Cette menace "low-cost" oblige donc les États à investir lourdement dans des systèmes de protection coûteux. "Ces États doivent de plus en plus investir en FPV pour transférer ce stress à la partie adverse", estime Abdelhamid Harifi.
L’IA : vers des drones FPV totalement autonomes
L’une des ruptures majeures observées récemment, et confirmées par les enseignements des conflits en Ukraine et au Mali, est l’intégration massive de l’intelligence artificielle (IA) dans le guidage et l’autonomie des drones ces derniers mois. "Il existe désormais des FPV qui peuvent opérer seuls, sans la moindre intervention humaine. Grâce à l’IA, ils possèdent l’autonomie nécessaire pour détecter une cible et l’attaquer de manière totalement indépendante", explique notre consultant.
Face à ces prédateurs autonomes, les FAR testent des solutions de pointe pour neutraliser ces algorithmes de mort avant qu’ils ne frappent. "Nous voyons les possibilités de contre-mesures, que ce soit à travers des systèmes de défense, le développement de tactiques spécifiques ou l’usage de nouvelles technologies comme la défense laser et le brouillage intense".

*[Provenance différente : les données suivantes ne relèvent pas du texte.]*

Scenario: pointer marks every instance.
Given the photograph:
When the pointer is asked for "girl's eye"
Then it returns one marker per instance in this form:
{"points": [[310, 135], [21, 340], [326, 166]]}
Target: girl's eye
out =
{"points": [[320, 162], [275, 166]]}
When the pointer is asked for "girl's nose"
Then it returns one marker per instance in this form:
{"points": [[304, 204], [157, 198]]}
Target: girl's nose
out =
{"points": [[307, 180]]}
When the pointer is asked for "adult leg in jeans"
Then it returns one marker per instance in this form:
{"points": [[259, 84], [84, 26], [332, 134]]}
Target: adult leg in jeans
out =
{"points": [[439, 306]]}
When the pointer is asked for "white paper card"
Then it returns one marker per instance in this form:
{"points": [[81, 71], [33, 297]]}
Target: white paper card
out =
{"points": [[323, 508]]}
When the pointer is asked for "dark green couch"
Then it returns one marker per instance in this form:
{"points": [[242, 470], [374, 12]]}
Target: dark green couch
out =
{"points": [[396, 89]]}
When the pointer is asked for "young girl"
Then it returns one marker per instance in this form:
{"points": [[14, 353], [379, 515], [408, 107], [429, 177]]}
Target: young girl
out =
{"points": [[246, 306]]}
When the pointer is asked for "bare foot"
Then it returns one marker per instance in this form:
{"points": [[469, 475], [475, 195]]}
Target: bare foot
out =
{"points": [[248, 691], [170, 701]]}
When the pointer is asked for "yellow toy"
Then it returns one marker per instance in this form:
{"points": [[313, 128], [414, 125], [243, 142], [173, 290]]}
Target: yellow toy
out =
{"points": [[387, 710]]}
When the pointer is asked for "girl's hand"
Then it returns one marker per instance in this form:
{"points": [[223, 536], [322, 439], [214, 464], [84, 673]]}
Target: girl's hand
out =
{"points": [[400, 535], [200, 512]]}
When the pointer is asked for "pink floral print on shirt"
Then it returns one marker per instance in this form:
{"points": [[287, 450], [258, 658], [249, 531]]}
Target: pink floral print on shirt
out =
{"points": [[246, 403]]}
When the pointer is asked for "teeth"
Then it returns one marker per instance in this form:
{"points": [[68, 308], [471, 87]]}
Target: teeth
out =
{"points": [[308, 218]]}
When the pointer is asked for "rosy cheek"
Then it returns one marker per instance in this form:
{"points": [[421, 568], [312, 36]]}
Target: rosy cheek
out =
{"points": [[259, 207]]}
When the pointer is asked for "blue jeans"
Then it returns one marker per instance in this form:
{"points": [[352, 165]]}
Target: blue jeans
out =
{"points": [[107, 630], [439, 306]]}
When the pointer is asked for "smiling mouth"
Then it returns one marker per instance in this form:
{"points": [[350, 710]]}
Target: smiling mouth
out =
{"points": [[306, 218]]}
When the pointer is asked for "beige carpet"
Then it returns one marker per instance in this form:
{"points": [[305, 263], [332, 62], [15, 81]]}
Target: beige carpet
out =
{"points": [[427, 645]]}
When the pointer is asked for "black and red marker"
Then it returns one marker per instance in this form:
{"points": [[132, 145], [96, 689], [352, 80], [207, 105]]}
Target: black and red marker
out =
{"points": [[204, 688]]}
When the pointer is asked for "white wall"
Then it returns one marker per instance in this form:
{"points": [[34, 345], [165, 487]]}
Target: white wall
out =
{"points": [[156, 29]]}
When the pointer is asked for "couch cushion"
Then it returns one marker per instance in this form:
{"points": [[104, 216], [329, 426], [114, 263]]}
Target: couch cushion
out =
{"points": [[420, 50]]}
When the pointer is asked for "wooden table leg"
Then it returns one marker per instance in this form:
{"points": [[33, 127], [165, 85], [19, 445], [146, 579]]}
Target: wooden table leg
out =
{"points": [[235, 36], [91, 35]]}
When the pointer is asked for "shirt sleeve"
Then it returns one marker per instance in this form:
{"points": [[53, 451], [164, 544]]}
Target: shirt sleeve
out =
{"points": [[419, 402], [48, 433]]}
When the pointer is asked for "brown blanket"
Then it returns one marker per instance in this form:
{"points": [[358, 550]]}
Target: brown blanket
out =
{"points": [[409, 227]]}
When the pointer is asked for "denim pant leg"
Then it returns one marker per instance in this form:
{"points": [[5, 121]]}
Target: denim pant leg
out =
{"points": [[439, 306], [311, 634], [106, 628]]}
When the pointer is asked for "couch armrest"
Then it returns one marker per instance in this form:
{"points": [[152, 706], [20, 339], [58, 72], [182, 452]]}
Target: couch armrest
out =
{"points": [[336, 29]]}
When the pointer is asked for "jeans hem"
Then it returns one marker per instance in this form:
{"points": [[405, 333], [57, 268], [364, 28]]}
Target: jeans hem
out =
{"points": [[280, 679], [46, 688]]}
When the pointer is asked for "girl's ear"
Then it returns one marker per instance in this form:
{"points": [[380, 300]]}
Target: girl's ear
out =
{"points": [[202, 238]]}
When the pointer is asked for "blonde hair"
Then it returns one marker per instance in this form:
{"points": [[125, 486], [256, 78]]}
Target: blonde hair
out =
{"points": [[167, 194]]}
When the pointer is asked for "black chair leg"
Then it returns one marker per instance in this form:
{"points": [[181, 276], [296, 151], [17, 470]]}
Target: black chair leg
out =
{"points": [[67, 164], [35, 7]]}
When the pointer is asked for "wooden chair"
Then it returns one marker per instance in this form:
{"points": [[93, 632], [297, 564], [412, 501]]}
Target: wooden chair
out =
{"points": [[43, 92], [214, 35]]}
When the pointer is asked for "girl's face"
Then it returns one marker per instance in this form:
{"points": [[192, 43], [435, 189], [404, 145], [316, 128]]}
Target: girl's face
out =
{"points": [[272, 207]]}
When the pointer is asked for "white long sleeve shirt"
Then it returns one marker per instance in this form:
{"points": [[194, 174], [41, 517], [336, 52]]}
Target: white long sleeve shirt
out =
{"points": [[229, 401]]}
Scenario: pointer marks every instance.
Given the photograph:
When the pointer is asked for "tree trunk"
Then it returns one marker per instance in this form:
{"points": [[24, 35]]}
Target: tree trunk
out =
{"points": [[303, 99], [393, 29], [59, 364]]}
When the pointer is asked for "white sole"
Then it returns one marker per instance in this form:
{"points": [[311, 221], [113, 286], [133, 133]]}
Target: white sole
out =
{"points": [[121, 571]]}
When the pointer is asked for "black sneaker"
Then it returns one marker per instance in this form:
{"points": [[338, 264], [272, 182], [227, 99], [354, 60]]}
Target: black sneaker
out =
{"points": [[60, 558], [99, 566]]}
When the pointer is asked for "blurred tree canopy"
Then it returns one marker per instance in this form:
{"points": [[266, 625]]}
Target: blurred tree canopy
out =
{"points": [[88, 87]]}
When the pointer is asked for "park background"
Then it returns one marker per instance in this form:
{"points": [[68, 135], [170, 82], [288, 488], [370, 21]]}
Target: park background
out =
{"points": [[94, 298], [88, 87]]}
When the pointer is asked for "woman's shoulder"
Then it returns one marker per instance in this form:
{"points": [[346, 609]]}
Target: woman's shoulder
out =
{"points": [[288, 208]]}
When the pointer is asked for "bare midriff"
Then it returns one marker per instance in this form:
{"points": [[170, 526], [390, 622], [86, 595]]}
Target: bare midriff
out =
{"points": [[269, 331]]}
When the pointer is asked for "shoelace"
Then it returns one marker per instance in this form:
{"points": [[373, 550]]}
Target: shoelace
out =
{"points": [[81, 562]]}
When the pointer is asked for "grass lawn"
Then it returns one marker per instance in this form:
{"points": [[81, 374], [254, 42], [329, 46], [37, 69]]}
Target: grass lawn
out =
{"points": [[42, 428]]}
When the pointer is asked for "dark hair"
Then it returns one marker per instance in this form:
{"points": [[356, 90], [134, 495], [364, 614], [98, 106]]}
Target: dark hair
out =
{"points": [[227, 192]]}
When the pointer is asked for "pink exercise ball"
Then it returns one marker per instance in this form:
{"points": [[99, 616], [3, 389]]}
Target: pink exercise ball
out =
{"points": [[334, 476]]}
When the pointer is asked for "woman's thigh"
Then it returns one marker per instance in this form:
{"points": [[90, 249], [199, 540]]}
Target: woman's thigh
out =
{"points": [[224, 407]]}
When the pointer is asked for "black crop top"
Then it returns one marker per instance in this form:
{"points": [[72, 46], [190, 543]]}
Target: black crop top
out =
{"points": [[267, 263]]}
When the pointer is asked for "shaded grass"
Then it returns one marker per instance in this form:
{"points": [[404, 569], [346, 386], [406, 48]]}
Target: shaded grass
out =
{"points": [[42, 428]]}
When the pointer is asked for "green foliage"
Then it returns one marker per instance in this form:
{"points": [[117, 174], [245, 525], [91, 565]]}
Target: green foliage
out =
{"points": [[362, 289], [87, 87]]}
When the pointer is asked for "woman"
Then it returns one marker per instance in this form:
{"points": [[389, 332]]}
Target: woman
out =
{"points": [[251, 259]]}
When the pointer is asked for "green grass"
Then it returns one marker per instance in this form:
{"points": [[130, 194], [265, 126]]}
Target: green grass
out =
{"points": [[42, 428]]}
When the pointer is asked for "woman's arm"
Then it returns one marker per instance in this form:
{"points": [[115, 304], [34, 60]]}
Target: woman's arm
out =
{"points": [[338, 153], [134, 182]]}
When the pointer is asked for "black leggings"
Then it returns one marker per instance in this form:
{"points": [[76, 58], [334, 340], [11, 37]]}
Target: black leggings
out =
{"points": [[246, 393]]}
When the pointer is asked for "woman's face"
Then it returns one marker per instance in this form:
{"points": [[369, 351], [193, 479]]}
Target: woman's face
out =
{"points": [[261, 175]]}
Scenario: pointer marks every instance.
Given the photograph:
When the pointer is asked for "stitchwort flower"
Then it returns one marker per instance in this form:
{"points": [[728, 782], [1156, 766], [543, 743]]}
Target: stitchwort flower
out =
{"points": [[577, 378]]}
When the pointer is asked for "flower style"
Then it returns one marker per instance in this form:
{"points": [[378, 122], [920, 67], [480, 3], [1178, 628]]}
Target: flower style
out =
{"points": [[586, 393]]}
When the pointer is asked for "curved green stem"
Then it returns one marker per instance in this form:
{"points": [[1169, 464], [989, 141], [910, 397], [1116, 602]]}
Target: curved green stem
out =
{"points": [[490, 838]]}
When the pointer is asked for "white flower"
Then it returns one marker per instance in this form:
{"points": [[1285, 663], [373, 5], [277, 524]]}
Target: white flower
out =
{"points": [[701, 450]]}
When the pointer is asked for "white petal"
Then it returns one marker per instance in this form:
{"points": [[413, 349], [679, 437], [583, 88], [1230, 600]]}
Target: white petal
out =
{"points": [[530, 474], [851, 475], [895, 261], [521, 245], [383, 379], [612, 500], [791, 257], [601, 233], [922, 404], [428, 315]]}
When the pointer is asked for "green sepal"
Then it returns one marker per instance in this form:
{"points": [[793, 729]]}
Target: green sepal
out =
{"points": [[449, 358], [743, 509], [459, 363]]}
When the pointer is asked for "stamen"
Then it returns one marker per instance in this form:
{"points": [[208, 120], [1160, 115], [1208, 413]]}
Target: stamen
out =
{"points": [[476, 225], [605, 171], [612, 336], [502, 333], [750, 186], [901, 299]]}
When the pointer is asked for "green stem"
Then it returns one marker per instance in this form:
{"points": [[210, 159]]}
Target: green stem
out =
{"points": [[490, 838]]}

Un impératif stratégique pour le Maroc
Pour les FAR, l’adoption du drone FPV n’est plus une simple option technologique, mais un véritable "must" stratégique. Face à l’urgence pour le Maroc de développer une capacité de production en série à un coût abordable, l’enjeu est de disposer d’un volume de feu capable d’infliger des pertes majeures à l’adversaire.
L’efficacité du FPV repose toutefois sur une modernisation profonde de la doctrine militaire marocaine, qui doit s'articuler autour de plusieurs couches de défense et d'attaque :
- La formation et la doctrine : il est impératif d’imprégner l’infanterie ainsi que les unités mécanisées et motorisées de nouvelles tactiques. Cela passe par une redéfinition de la nature des mouvements sur le champ de bataille pour briser la prévisibilité face aux capteurs ennemis.
- La technologie de pointe : le Maroc doit investir massivement dans des outils de protection électronique, notamment des systèmes de brouillage intense pour saturer les fréquences de commande des drones, mais aussi explorer des solutions de rupture comme la défense laser.
- L'adaptation au terrain : la maîtrise de l’environnement devient une arme. Abdelhamid Harifi suggère d'apprendre aux unités à s'appuyer sur les conditions climatiques et topographiques pour servir de "boucliers" naturels contre la menace FPV.